Continued divergence in VO2max of rats artificially selected for running endurance is mediated by greater convective blood O2 delivery Article (Faculty180)


  • We previously showed that after seven generations of artificial selection of rats for running capacity, maximal O2 uptake (VO2max) was 12% greater in high-capacity (HCR) than in low-capacity runners (LCR). This difference was due exclusively to a greater O2 uptake and utilization by skeletal muscle of HCR, without differences between lines in convective O2 delivery to muscle by the cardiopulmonary system (QO2max). The present study in generation 15 (G15) female rats tested the hypothesis that continuing improvement in skeletal muscle O2 transfer must be accompanied by augmentation in QO2max to support VO2max of HCR. Systemic O2 transport was studied during maximal normoxic and hypoxic exercise (inspired PO2 approximately 70 Torr).

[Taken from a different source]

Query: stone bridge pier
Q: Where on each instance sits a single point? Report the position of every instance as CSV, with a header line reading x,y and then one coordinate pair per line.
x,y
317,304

VO2max divergence between lines increased because of both improvement in HCR and deterioration in LCR: normoxic VO2max was 50% higher in HCR than LCR. The greater VO2max in HCR was accompanied by a 41% increase in QO2max: 96.1 +/- 4.0 in HCR vs. 68.1 +/- 2.5 ml stpd O2 x min(-1) x kg(-1) in LCR (P < 0.01) during normoxia. The greater G15 QO2max of HCR was due to a 48% greater stroke volume than LCR. Although tissue O2 diffusive conductance continued to increase in HCR, tissue O2 extraction was not significantly different from LCR at G15, because of the offsetting effect of greater HCR blood flow on tissue O2 extraction. These results indicate that continuing divergence in VO2max between lines occurs largely as a consequence of changes in the capacity to deliver O2 to the exercising muscle.